The study is very interesting. Virus engineering for gene therapy has been very successful. Very useful vectors can be made. Examples are lentiviruses or adeno-associated viruses (AAVs) currently used in therapies in patients.  

What is very new is that in this study they use a bacterial virus instead of viruses that infect mammals. In addition, it has the property that it can package a lot of DNA (10 times more than lentiviruses and 20 times more than AAVs). This can be very interesting for transferring large genes or complex genetic circuits. 

In terms of limitations, the efficiency in in vivo (and ex vivo) situations compared to classical platforms needs to be seen, as well as how biodistribution can be controlled. In addition, when packaging DNA, there is always a risk of insertion (especially if the DNA is so large). This needs to be measured in animal models.  

In any case, I think it is a very interesting system. Viruses are very sophisticated molecular machines that now allow us very important levels of engineering.

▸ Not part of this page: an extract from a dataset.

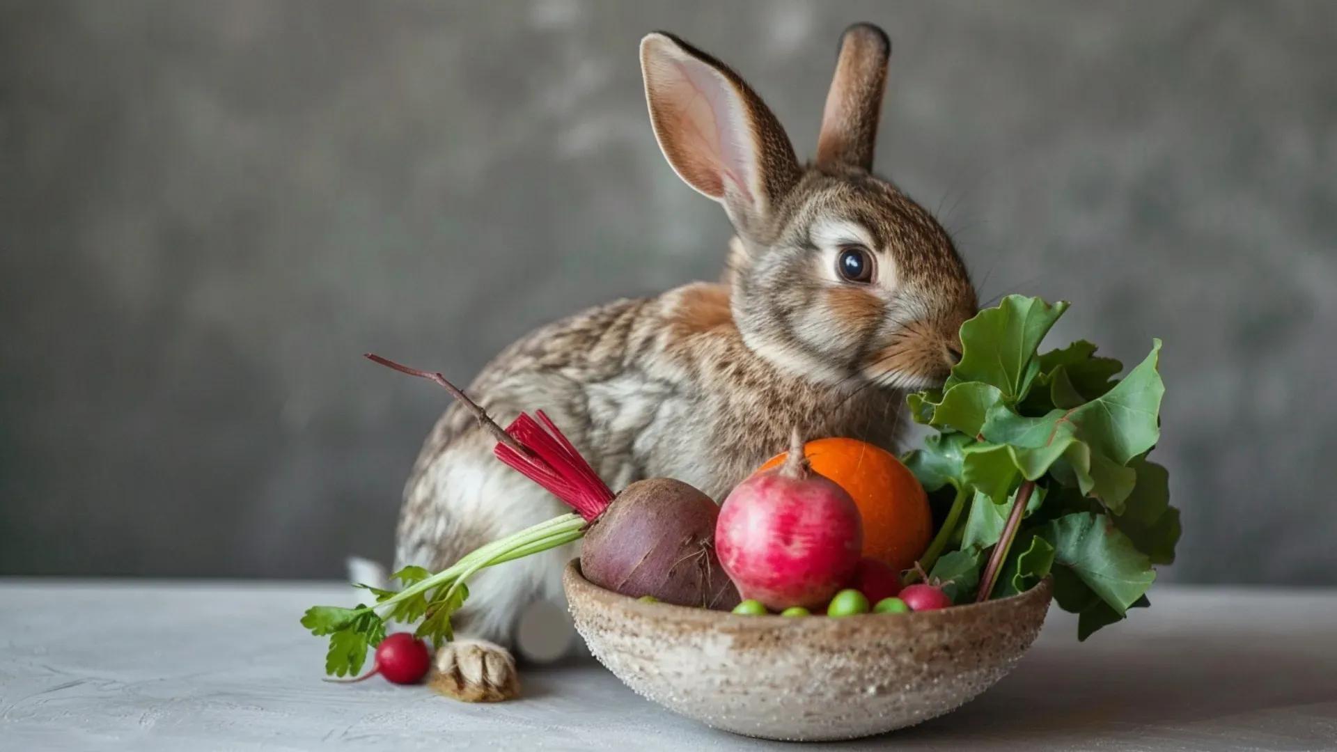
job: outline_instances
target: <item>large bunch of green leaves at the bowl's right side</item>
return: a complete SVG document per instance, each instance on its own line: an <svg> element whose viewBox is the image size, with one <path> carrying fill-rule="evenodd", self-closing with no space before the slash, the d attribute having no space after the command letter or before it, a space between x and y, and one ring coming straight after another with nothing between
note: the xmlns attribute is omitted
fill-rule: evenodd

It is a very good preliminary study that focuses on the creation of a new gene transfer model based on the bacterial phage T4. Scientifically, the article addresses one of the main issues in the field of gene transfer, namely the amount of material that can be transferred, which in this case is very relevant. In any case, although the article talks about nanoparticles or artificial viral vectors (since for marketing reasons they get better press than the term viral vector), it is still a modified phage (bacterial virus). 

The main advantage is the ability to carry up to 170 kilobases of genetic material, but also proteins, such as those needed for gene editing. 

As for the limitations, there are some very important ones. Two of them are mentioned in the same article at the end of the discussion: the immune response and the possibility of off-target events associated with gene editing systems. To this I would add the very limited ability to maintain stable expression of the therapeutic gene over time - unless new systems are introduced into the genome that carry these AVVs [artificial viral vectors] - and the specificity of efficiently transducing cell types, unless new versions are generated with new external 'bridging' proteins.  

The most relevant and difficult to avoid of all limitations is the immune response it is likely to induce. I would say that this is precisely why the authors have not shown in vivo experiments in animal models, because with all that they have done that last experiment would be easy and would make it very relevant.  

Let me explain: T4-AVVs are based on the T4 bacteriophage, i.e. on organisms not seen (let alone in the doses necessary to achieve a therapeutic effect) by humans (nor by mice and the other animal models). Moreover, these T4-AVVs maintain the Hoc protein and incorporate lipid compounds into the capsid, which usually in the presence of immunogenic proteins (as is the case with Hoc), can act as adjuvants and further increase the antigenicity of these immunogens. In other words, they will most likely first induce a strong innate response and, secondly, a humoral immune response that will prevent or make readministration very difficult (key for chronic diseases such as rare genetic diseases, autoimmune diseases, neurodegenerative diseases, etc.). They will most likely also induce a cellular immune response, because while viruses (such as adeno-associated viruses - AAVs) that infect mammals and humans in particular have evolved over millions of years and have mechanisms to avoid, inhibit or reduce host immune responses, T4 bacteriophages have no such capacity. 

As for the possibility of their integration into the genome: first, AAVs do integrate, but only those found in nature. Those genetically modified to be therapeutic do not, or if they do, it is in a very inefficient way. In fact, this is a biosafety advantage, as it avoids the risk of insertional mutagenesis. The advantage is that the genome of AAV vectors has a conformation that allows them to remain stable (but not integrated into the genome) throughout the life of the cell. If the cell is a neuron, for example, this means therapeutic expression for the lifetime of the patient, even if it is many years, as in humans. T4-AVVs also do not integrate, which is good for biosafety, but in the particles described in the article I have not seen mechanisms that allow for genome stability as with AAV vectors, although this is something that could be added in future versions.  

In summary, this is an interesting system, which addresses one of the important problems of the quantity of genetic material very well, but there are still important points to be resolved, especially the immune response that it can induce, before it can be considered for use in humans.

The study contains a tremendous amount of work and is very well done. 

They have succeeded in developing a synthetic vector that reproduces the main characteristics of viral vectors, which are characterised by their ability to transfer genetic material into cells. 

Until now, the synthetic viruses developed were very inefficient in terms of transferring genetic material to the cell. In this case, in addition, the vector can transfer both genetic material and proteins and can be loaded with large DNA or RNA sequences, which is essential for the treatment of genetic diseases associated with a large gene.  

The main limitation is that the study lacks animal data, and this is where the problems will lie. It is a very large and complex vector and it is very likely that its in vivo efficacy will be reduced and it will induce toxic and immune responses, as is the case with large viruses, which will condition its therapeutic efficacy.